The $1 million purchase of the Thul property also has historical significance. The 80-year-old college is moving into ground where a 100-year old business thrived for three generations.
Nicholas Peter Thul is the patriarch of the Thul business. A machinist by trade and a mechanical genius by reputation, Nicholas Thul first began the business of fabricating automobile parts in 1913 at the Thul company’s first shop on Howard Street in North Plainfield. That was the same year that Henry Ford began producing Model T cars in Michigan on a moving assembly line.
“My grandfather began his business by rebuilding engines and repairing automobiles,” said Jim Thul, the third of four brothers from the third generation of Thul owners. “Since there was no parts aftermarket, he began fabricating a wide range of replacement parts in his machine shop.”
Nicholas Thul’s company rose to prominence when his son Frederick joined the business. As a World War II veteran who attended the Newark College of Engineering, Frederick managed the financial operations. Says Jim of his father Frederick, “He was organized and pragmatic, the consummate businessman. He made sure that all three of our enterprises—the engine rebuilding, the machine shop, and parts distribution—were running efficiently. My grandfather (Nicholas) was the creative force behind the company—the thinker, the dreamer, the doer. Together they made a great team.”
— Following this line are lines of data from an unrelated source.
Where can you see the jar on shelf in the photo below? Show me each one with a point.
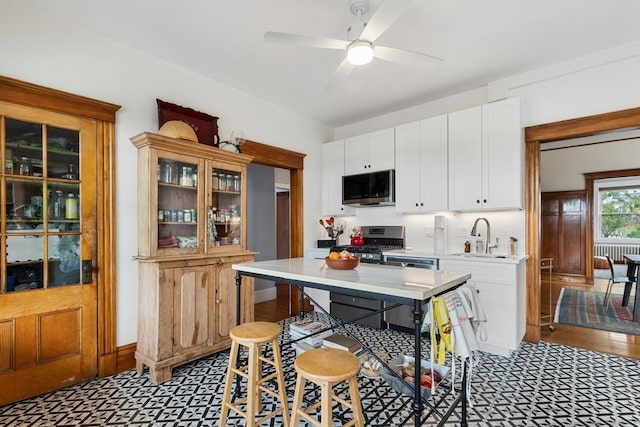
(186, 179)
(195, 177)
(71, 207)
(215, 185)
(24, 166)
The Thul team attracted a national clientele. In its heyday, Thul fabricated steel tubes used for nuclear reactors. “The Nautilus submarine and the aircraft carrier Enterprise have reactor components that we machined in Plainfield.”
Thul also fabricated parts for the first MRI machine for human scanning. Jim says, “The Fonar Corporation developed the machine, which is now in the Smithsonian Institute.”
The company recovered from a devastating fire in 1945, operating out of alternate locations to fulfill government contracts. In 1962, the company assumed ownership of the Germershausen building on the corner of Roosevelt and East 3rd Street. This would be the site of Thul Auto Parts—the property that the College purchased.
Nicholas kept working until the day he died in 1974. Frederick’s four sons—Rick, Nicholas, Jim, and Larry—became the third generation to manage the Thul businesses.
Frederick passed away in 2010 and a year later the auto parts stores closed. The Thul Machine Works plant continues to operate on an adjacent two-acre site.
Like McMenamin, Jim Thul recognizes the transformational qualities of higher education in Plainfield. “If you want to help Plainfield, you need a magnet and there is certainly no finer magnet for the people than the opportunity to seek out a better life through education.”
This year marks the 100th year of the legacy that Nicholas Peter Thul began in his two-car garage at 22 Howard Street in North Plainfield. As Union County College expands its Plainfield Campus onto property that had been the Germershausen building and the site of Thul Auto Parts, it does so by paying tribute to Nicholas and Frederick Thul and their legacy of American ingenuity and enterprise.